Ed anche venerdì scorso, l’ultimo del mese di digiuno islamico del Ramadan, il Pontificio Consiglio per il
dialogo interreligioso ha emesso un messaggio augurale dal titolo “Cristiani e musulmani: insieme per la
vincere la povertà”. In esso si ripropone la tesi della interdipendenza tra la povertà e il terrorismo,
clamorosamente smentita dalla lunga serie di attentati terroristici che hanno insanguinato il mondo a partire
dall’11 settembre 2001: “Respingere i fenomeni di estremismo e di violenza esige necessariamente la lotta
contro la povertà attraverso la promozione di uno sviluppo integrale”. L’islamicamente corretto si rileva nel
fatto che la Chiesa non ha il coraggio di dire che il terrorismo è islamico e che il terrorismo islamico non è
affatto figlio della povertà, bensì la corretta trasposizione dei numerosi versetti coranici che istigano all’odio,
alla violenza e alla morte, nonché la corretta emulazione delle gesta di Maometto che ha personalmente
partecipato a stragi come quella del 627 in cui ha sgozzato oltre 700 ebrei della tribù dei Banu Quraisha alle
porte di Medina. L’islamicamente corretto l’ho toccato con mano nel foglio domenicale distribuito in occasione
della messa il 6 settembre in tutte le chiese d’Italia, con un riquadro dal titolo “Per un dialogo interreligioso,
Chiesa cattolica e Islam”, con una foto del papa che stringe la mano ad una esponente della delegazione
islamica dei cosiddetti “138 saggi dell’islam”, affiancata da Tariq Ramadan.

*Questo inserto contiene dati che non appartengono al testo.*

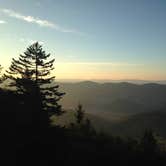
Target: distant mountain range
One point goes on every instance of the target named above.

Ebbene proprio questo personaggio, il più celebre ideologo dei Fratelli Musulmani in Europa, di nazionalità
svizzera, è il principale promotore della strategia che mira sia a legittimare su un piede di parità l’islam,
Allah, il Corano, Maometto e la sharia, sia a far riconoscere che l’islam è parte integrante delle radici storiche
della civiltà europea al pari dell’ebraismo e del cristianesimo. Questa strategia è oggi patrocinata dalla
Conferenza dell’Organizzazione Islamica, la cornice unitaria dei circa 50 paesi a maggioranza islamica. Bat
Ye’or, nel suo libro “Verso il Califfato universale, Come l’Europa è diventata complice dell’espansionismo
musulmano” (Lindau, 2009), ricorda che nell’ottobre del 2008 a Copenaghen si svolse la seconda Conferenza
internazionale per l’educazione e il dialogo interculturale. Nel suo intervento il segretario generale dell’Oci, il
turco Ihsanoglu, ha detto: “Sono particolarmente interessato ai progetti che porteranno a una descrizione
corretta del nostro passato comune in modo da chiarire che l’islam non è estraneo bensì parte integrante del
passato, del presente e del futuro dell’Europa in tutti i settori dell’impegno umano e che dimostreranno come
la civiltà e la cultura islamica hanno contribuito alla creazione dell’Europa moderna”. Ebbene cara Chiesa
cattolica riflettiamo.
In quest’Europa laicista, relativista e scristianizzata, i musulmani si fanno avanti con determinazione per
accreditare una loro paternità della nostra civiltà. Nel momento in cui noi ci vergogniamo di affermare la
verità storica delle radici giudaico-cristiane, loro si candidano per colmare il vuoto identitario con una
presunta radice islamica della civiltà europea. E se permetteremo che alle radici giudaico-cristiane si
sostituiscano quelle islamiche, di noi non resterà sostanzialmente nulla: senza un’anima, senza valori e senza
identità scompariremo. Allora dico alla Chiesa: basta con l’islamicamente corretto! Basta complicità nel
suicidio collettivo della civiltà europea.